This sermon is part of the sermon series "Searching the Soul". See series.
Here's a surprise: Most incompetent people don't know they are incompetent. In fact, researcher Dr. David A. Dunning of Cornell University reports that people who are incompetent are more confident of their abilities than competent people. Dunning and his associate Justin Krueger believe that skills required for competence are the same skills necessary to recognize that ability. Krueger writes in the Journal of Personality and Social Psychology, "Not only do [incompetent people] reach erroneous conclusions and make unfortunate choices, but their incompetence robs them of the ability to realize it."
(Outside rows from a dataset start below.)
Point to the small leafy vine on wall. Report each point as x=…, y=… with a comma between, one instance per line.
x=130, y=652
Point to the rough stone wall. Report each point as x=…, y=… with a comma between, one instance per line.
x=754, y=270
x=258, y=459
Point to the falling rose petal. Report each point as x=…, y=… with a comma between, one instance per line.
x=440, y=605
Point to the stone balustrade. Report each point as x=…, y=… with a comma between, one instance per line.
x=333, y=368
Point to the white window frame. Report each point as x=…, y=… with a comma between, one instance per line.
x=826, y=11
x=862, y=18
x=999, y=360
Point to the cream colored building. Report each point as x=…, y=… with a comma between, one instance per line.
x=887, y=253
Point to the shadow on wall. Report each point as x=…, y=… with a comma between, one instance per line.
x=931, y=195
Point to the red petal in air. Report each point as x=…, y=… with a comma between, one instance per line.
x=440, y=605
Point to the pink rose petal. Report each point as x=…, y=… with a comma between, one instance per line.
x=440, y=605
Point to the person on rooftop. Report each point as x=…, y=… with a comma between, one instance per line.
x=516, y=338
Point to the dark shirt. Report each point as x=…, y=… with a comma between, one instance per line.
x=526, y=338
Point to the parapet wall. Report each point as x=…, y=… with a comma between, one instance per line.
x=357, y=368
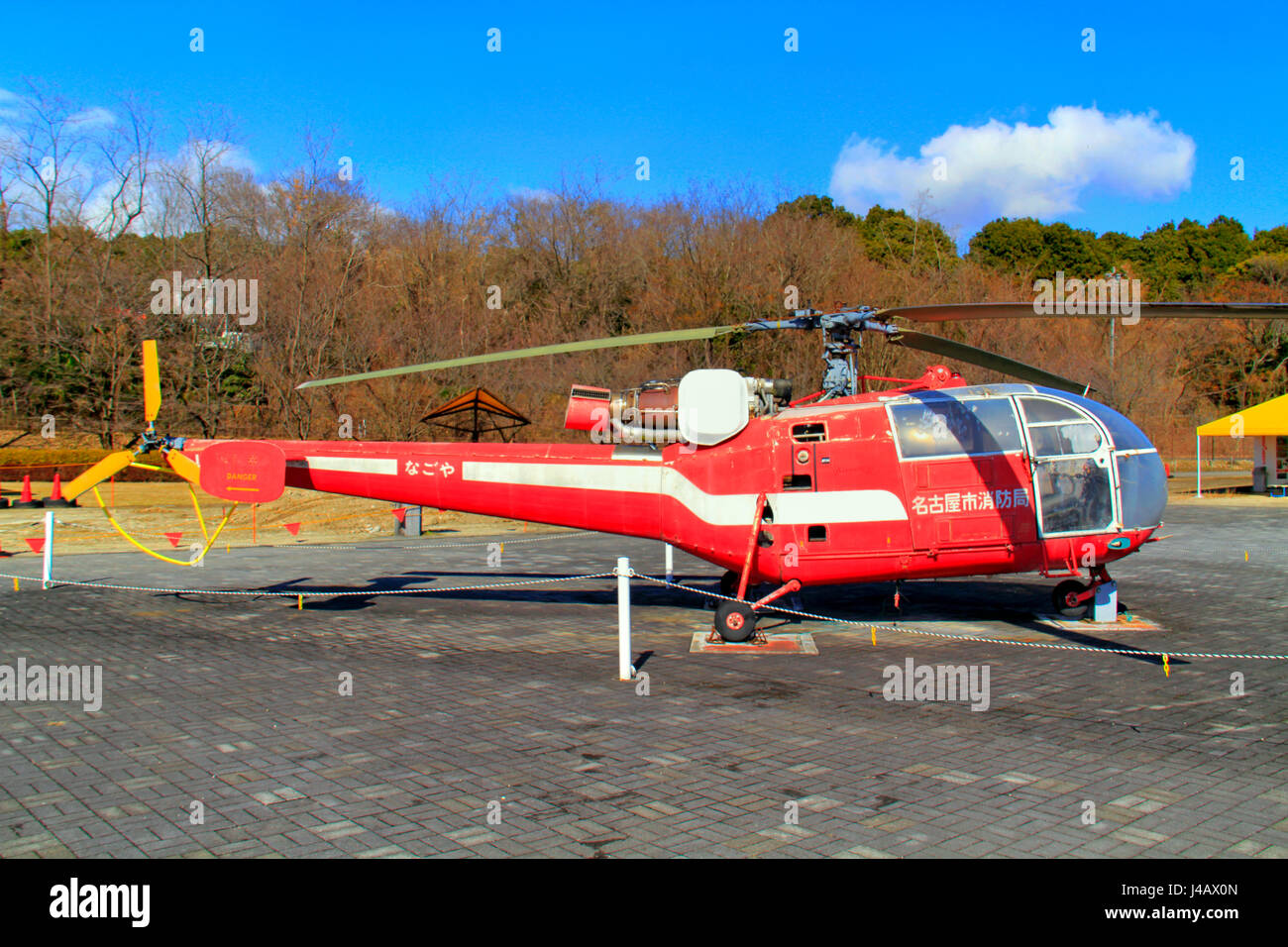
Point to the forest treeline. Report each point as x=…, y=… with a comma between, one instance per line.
x=346, y=283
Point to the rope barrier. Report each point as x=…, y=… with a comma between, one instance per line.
x=906, y=630
x=313, y=592
x=898, y=629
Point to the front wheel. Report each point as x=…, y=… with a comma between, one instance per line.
x=1064, y=596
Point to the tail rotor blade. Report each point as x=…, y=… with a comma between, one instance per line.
x=936, y=344
x=151, y=381
x=108, y=467
x=183, y=466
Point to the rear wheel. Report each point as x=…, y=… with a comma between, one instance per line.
x=734, y=621
x=1064, y=596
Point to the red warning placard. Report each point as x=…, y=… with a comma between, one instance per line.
x=244, y=471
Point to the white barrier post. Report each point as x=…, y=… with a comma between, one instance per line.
x=623, y=620
x=1198, y=463
x=50, y=551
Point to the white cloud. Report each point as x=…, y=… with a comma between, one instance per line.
x=1019, y=170
x=533, y=193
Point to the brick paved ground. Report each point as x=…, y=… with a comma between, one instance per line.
x=468, y=698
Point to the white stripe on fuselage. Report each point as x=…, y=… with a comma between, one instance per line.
x=381, y=466
x=717, y=509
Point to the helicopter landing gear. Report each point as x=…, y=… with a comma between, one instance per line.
x=735, y=621
x=729, y=583
x=1074, y=599
x=1067, y=598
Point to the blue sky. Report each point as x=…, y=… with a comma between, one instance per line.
x=707, y=93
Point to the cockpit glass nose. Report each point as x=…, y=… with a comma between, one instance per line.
x=1144, y=488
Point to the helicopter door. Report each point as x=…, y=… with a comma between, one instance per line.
x=1072, y=468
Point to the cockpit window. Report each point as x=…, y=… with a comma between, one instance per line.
x=1060, y=440
x=939, y=427
x=1126, y=436
x=1041, y=411
x=1057, y=429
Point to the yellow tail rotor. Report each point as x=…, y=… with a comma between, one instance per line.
x=108, y=467
x=151, y=381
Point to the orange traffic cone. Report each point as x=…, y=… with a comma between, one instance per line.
x=55, y=497
x=26, y=501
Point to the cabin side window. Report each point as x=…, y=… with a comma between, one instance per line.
x=947, y=427
x=811, y=431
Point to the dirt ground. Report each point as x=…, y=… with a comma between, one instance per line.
x=150, y=510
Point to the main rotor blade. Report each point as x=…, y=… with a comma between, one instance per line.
x=585, y=346
x=952, y=312
x=183, y=466
x=151, y=381
x=107, y=467
x=912, y=339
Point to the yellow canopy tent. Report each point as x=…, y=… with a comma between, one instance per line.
x=1265, y=420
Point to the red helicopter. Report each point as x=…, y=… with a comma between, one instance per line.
x=930, y=478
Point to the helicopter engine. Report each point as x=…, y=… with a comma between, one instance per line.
x=704, y=407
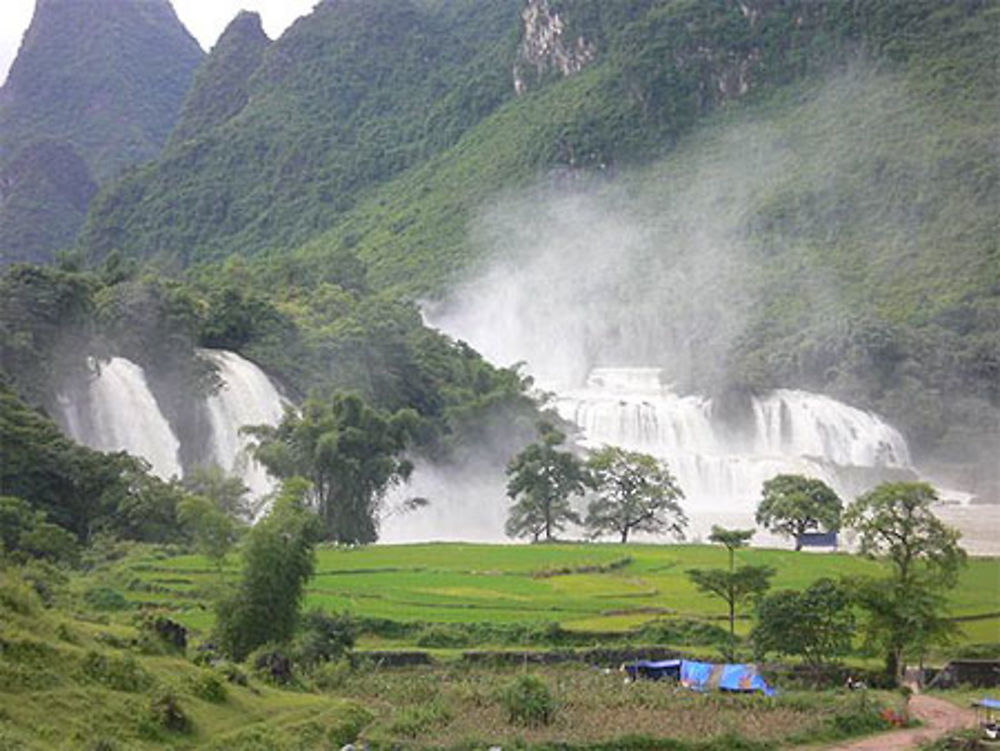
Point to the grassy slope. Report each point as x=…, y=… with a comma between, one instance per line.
x=50, y=700
x=461, y=583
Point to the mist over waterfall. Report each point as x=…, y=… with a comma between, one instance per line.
x=721, y=465
x=246, y=397
x=118, y=412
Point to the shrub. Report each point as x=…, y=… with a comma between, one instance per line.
x=348, y=725
x=166, y=712
x=272, y=664
x=528, y=701
x=324, y=637
x=105, y=598
x=331, y=675
x=208, y=686
x=116, y=673
x=17, y=595
x=419, y=720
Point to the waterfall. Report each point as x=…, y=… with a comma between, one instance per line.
x=247, y=397
x=119, y=413
x=721, y=467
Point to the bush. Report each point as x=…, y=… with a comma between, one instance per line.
x=272, y=664
x=419, y=720
x=528, y=701
x=105, y=598
x=17, y=595
x=165, y=711
x=348, y=725
x=324, y=637
x=208, y=686
x=116, y=673
x=330, y=676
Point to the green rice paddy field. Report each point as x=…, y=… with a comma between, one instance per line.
x=581, y=587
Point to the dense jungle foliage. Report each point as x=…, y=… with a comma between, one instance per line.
x=874, y=273
x=96, y=87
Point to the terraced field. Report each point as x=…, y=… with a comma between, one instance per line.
x=581, y=587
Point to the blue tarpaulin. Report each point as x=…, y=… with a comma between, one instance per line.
x=701, y=676
x=704, y=676
x=654, y=669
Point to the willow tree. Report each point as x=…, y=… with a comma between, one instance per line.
x=351, y=455
x=635, y=493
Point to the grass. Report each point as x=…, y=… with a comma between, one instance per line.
x=74, y=675
x=618, y=588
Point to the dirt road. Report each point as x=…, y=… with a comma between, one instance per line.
x=937, y=715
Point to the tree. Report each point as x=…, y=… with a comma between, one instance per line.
x=895, y=523
x=737, y=585
x=815, y=624
x=635, y=492
x=792, y=505
x=349, y=452
x=277, y=561
x=541, y=481
x=24, y=533
x=213, y=532
x=227, y=492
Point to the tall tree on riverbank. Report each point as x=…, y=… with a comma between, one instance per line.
x=895, y=524
x=541, y=480
x=350, y=453
x=635, y=493
x=792, y=505
x=736, y=585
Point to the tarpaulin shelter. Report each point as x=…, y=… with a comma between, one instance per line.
x=702, y=676
x=654, y=669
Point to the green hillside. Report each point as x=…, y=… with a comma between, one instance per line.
x=96, y=87
x=344, y=100
x=220, y=87
x=829, y=166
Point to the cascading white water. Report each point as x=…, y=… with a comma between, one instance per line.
x=247, y=397
x=717, y=466
x=120, y=413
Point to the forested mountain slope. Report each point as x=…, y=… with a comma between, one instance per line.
x=103, y=79
x=839, y=157
x=347, y=98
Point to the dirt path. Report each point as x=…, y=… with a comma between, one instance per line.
x=937, y=715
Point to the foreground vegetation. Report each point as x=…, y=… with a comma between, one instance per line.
x=470, y=596
x=76, y=641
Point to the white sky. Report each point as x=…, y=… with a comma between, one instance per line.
x=205, y=19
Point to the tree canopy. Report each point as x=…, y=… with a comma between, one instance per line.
x=816, y=624
x=635, y=493
x=905, y=610
x=736, y=585
x=792, y=505
x=278, y=559
x=349, y=452
x=541, y=481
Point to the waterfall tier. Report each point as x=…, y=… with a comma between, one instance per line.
x=247, y=397
x=118, y=412
x=720, y=464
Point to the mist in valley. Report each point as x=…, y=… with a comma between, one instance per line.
x=781, y=224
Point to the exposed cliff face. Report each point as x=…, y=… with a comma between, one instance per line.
x=221, y=85
x=544, y=47
x=44, y=194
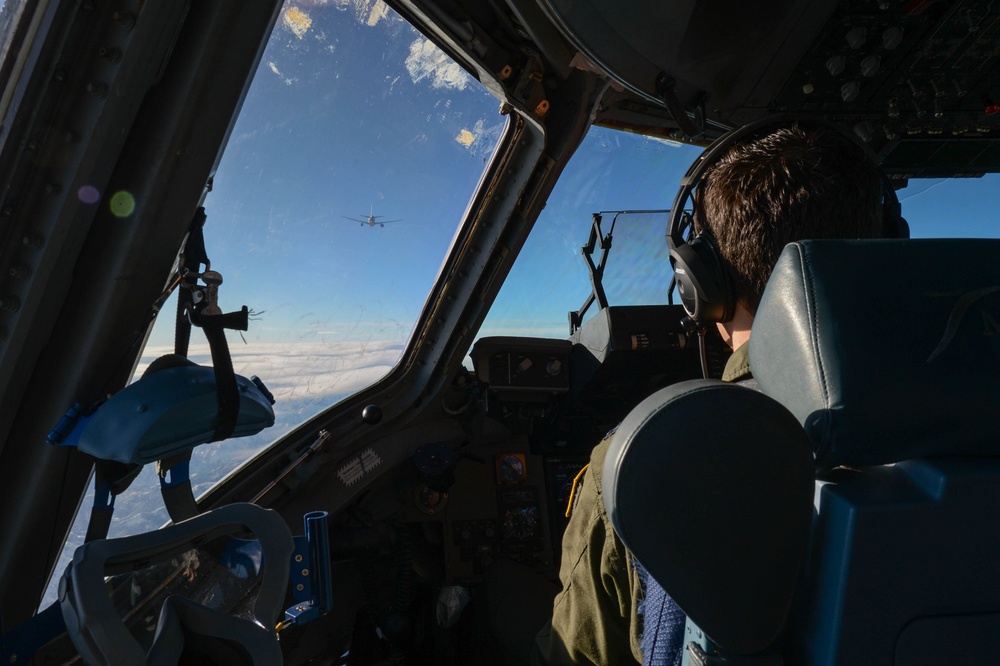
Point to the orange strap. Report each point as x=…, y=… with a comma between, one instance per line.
x=572, y=491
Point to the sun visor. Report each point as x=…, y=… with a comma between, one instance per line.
x=885, y=350
x=170, y=411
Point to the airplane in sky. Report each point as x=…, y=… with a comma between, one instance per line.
x=430, y=411
x=371, y=219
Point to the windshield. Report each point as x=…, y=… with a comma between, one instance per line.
x=613, y=171
x=343, y=183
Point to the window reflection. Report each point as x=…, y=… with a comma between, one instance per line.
x=352, y=113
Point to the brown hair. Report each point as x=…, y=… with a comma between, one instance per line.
x=792, y=184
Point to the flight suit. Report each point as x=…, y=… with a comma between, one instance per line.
x=596, y=618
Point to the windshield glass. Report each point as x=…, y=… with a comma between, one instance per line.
x=613, y=172
x=343, y=183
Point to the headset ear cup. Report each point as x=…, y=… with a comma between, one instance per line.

You've probably run into someone like that at work, and you know how frustrating such people can be. But there is a parallel to that condition in the spiritual world.
Most of us as Christians do not recognize how incompetent we are and how vulnerable we are to profound spiritual failure. No story in Scripture ought to sensitize us more to that fact than the text before us today, Matthew 26:31-46, the story of Jesus' extraordinary and costly victory in the Garden of Gethsemane, and the extraordinary failure of his disciples in that same dark hour.
This text has those two parallel stories of Jesus and his disciples, but the story begins with Jesus' solemn warning in verses 31-35: "'This very night you will all fall away on account of me, for it is written: 'I will strike the shepherd, and the sheep of the flock will be scattered.' But after I have risen, I will go ahead of you into Galilee.' Peter replied, 'Even if all fall away on account of you, I never will.' 'I tell you the truth,' Jesus answered, 'this very night, before the rooster crows, you will disown me three times.' But Peter declared, 'Even if I have to die ...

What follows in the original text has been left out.